Solingen : Drei Grundschulen müssen Erstklässler ablehnen

Angehende Erstklässler und ihre Eltern müssen sich gedulden: Erst Anfang Mai werden die Solinger Grundschulen die Aufnahmebescheide verschicken, kündigte Schulrätin Daniela Körber im Schulausschuss an. Die 1305 Kinder waren zwar bereits im November angemeldet worden. Weil jedoch erst die Aufnahme von Kindern mit sonderpädagogischem Förderbedarf geklärt werden muss, zieht sich das Verfahren in die Länge. In ihrer Sitzung diskutierten die Schulpolitiker jetzt die aktuellen Anmeldezahlen. Denn drei Grundschulen müssen Kinder abweisen.

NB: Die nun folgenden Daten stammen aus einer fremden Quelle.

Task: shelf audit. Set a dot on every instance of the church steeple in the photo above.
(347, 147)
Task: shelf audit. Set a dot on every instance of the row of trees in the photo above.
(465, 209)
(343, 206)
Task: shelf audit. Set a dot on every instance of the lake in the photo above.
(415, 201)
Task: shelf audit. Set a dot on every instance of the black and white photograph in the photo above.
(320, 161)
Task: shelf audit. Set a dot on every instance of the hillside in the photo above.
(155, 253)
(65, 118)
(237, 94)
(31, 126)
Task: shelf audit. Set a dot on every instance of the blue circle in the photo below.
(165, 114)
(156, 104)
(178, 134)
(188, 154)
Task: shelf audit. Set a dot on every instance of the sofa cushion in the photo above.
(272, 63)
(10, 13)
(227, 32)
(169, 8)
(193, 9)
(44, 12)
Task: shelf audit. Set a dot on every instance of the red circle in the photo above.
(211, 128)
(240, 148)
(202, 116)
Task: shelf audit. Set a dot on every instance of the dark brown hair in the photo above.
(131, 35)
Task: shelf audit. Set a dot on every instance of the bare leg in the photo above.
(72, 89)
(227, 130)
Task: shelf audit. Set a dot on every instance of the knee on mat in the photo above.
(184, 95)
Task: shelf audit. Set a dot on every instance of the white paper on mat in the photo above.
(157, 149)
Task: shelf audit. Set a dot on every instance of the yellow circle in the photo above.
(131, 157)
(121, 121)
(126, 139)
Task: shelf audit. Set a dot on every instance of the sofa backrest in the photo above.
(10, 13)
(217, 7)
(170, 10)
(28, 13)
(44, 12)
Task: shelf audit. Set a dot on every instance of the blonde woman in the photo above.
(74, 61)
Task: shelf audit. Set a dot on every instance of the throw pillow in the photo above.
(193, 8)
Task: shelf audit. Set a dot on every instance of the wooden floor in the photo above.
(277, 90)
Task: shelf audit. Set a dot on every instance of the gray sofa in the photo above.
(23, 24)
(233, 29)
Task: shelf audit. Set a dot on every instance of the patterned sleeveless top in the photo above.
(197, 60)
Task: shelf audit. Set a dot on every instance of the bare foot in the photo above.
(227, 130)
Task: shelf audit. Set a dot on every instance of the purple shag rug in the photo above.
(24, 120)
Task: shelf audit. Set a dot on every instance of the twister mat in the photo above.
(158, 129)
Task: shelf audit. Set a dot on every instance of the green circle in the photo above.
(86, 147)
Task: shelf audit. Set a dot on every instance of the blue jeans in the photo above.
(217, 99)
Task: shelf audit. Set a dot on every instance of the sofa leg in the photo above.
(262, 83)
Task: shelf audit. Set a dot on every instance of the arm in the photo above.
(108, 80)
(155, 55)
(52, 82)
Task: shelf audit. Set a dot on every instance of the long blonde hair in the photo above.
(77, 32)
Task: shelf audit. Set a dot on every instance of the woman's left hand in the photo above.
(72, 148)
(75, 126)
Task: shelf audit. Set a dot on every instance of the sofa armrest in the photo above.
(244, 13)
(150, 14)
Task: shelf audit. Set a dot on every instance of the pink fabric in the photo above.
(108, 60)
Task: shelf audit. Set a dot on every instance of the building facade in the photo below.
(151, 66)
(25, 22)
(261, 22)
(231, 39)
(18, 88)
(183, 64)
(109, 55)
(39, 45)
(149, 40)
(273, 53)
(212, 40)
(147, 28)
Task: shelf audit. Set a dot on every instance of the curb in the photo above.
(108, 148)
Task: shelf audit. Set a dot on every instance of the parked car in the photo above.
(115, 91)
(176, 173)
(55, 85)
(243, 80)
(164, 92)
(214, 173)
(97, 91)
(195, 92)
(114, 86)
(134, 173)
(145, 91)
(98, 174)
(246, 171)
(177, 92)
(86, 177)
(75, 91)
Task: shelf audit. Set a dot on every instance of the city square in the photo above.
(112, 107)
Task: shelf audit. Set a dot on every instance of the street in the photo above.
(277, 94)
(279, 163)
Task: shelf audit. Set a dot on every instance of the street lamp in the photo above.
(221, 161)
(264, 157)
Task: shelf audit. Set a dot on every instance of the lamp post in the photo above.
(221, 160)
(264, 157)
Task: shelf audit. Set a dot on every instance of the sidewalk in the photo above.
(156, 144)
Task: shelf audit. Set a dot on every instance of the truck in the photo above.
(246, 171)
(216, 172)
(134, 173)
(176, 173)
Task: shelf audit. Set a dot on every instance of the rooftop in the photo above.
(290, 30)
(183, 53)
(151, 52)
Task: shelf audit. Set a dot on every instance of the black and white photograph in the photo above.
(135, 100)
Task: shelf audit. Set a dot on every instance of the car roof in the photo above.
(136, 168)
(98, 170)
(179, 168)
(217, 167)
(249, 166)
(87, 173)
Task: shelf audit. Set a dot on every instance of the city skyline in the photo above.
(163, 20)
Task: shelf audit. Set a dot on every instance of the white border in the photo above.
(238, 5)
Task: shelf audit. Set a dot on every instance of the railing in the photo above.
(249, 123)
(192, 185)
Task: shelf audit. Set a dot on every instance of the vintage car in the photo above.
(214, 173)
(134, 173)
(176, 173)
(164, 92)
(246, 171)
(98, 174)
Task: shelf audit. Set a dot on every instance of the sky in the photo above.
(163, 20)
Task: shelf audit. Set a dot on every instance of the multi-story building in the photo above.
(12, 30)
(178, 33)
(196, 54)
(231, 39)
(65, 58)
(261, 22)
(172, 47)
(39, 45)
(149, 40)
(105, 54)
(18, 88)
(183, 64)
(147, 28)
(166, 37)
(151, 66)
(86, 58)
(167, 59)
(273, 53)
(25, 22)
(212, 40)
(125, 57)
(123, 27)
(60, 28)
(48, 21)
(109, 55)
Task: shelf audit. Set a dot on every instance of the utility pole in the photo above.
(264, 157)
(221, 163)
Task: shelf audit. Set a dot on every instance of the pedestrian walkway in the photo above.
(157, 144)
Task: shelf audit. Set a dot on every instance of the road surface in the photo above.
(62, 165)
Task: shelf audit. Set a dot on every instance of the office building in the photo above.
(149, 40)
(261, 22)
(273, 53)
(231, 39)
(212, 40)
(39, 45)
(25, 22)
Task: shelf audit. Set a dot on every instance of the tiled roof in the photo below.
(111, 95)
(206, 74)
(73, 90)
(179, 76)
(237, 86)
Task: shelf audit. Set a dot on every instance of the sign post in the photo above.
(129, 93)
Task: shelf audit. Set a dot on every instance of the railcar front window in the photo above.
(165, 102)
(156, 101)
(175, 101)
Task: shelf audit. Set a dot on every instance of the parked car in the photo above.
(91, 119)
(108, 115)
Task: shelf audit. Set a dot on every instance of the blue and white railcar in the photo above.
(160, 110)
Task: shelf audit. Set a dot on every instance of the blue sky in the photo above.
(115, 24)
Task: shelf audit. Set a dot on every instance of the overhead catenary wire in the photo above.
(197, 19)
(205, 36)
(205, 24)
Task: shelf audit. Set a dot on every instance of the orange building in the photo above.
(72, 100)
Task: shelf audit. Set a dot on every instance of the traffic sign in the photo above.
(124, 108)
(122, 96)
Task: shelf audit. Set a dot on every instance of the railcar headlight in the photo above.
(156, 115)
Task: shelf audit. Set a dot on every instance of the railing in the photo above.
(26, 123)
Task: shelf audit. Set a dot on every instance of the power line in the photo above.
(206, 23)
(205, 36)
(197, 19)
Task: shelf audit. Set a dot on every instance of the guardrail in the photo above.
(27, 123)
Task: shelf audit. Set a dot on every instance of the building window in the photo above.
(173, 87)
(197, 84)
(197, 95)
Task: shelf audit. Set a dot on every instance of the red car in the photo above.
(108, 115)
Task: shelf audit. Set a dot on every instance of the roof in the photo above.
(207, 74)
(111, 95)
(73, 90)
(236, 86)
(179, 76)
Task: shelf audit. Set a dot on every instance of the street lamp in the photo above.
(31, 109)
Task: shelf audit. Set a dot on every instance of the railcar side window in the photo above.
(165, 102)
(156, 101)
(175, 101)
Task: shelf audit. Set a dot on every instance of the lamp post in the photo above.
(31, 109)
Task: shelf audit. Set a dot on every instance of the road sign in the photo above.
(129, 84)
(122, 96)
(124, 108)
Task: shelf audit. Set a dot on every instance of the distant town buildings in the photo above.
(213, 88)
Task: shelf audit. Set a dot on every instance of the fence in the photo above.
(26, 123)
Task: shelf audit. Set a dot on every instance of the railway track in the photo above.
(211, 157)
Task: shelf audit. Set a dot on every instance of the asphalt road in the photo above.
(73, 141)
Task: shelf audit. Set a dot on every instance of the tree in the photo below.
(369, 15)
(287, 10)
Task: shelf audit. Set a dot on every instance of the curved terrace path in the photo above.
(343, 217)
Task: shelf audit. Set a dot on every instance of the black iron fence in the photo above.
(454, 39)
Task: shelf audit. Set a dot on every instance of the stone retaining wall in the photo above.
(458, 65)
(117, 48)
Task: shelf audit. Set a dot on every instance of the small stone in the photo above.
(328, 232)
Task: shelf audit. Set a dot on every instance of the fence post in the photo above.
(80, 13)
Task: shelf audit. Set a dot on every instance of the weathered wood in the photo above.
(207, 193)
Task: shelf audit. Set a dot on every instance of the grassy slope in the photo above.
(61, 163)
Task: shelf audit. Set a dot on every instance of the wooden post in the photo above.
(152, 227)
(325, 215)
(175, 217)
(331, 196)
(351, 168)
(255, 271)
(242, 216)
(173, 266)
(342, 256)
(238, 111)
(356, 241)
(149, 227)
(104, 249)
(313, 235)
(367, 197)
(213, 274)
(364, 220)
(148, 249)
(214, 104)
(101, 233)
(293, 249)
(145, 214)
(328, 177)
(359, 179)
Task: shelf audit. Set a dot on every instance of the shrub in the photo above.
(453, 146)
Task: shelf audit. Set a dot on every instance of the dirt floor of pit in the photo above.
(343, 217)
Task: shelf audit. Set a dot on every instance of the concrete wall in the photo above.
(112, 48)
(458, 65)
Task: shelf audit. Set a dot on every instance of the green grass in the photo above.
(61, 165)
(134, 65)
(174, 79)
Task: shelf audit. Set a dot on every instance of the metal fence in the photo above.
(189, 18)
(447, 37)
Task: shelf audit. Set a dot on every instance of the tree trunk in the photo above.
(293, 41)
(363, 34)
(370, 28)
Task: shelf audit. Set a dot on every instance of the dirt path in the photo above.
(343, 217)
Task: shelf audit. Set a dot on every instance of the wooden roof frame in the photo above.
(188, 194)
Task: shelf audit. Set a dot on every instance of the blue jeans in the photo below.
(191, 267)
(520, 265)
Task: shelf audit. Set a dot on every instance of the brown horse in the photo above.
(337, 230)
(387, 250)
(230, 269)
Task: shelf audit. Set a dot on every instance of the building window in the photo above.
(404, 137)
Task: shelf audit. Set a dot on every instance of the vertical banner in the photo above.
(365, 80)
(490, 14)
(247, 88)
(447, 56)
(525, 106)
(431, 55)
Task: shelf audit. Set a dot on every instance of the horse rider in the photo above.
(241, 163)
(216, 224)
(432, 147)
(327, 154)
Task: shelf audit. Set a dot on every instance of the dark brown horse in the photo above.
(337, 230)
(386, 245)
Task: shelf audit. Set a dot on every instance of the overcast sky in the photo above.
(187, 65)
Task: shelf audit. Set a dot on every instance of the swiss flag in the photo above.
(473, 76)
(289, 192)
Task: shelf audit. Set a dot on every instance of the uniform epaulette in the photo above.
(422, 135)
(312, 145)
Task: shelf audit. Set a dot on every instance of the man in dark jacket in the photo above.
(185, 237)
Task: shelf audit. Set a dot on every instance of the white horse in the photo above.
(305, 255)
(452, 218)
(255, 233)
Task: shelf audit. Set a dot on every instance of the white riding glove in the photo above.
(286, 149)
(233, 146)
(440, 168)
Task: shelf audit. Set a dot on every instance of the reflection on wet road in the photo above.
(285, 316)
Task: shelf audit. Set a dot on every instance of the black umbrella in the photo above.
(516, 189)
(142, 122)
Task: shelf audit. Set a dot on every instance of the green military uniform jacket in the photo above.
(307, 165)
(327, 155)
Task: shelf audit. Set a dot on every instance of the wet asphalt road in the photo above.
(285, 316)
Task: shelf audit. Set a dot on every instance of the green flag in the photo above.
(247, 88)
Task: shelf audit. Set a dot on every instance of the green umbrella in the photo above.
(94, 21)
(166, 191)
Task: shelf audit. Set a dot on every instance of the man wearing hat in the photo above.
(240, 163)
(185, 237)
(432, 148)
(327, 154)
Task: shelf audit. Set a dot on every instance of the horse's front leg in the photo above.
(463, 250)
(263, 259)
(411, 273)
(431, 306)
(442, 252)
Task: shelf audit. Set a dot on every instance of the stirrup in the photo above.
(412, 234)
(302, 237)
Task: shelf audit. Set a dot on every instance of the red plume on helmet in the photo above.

An den Schulen Gerberstraße, Uhlandstraße und Weyer waren mehr Kinder angemeldet worden, als aufgenommen werden können. Dass die Zahlen öffentlich gemacht wurden, bevor die Bescheide an die Familien rausgehen, hatte für Unruhe gesorgt. "Eltern sind verunsichert, weil noch nicht klar ist, wer abgelehnt wird", sagte Helga Bisier (Grüne). Eltern, deren Kinder an eine andere Schule müssen als an die gewünschte, werden von den Rektoren beraten: "Es werden nicht einfach Ablehnungsbescheide verschickt", sagte Körber.

Mit Sorge haben die Verantwortlichen in der Schulverwaltung die Entwicklung bei einigen Grundschulen registriert, in denen auch Kinder mit Förderbedarf im gemeinsamen Lernen (GL) unterrichtet werden. Denn während sich im Schnitt 61,5 Prozent der Eltern für die wohnortnächste Grundschule entschieden haben, waren es bei den Schulen mit GL-Klassen nur 55,8 Prozent. "Wir müssen überlegen, wie wir diese Schulen dabei unterstützen können, attraktiver zu werden", sagte Ralf Zinsenheim von der Schulverwaltung. Aus welchen Gründen Eltern eine bestimmte Grundschule auswählen, sollte künftig per Fragebogen bei der Anmeldung abgefragt werden, regte der Ausschussvorsitzende Heinz-Eugen Bertenburg (FDP) an. An manchen Schulen haben mehr als die Hälfte der Kinder keinen Anspruch darauf, aufgenommen zu werden - weil es nicht die wohnortnächste ist.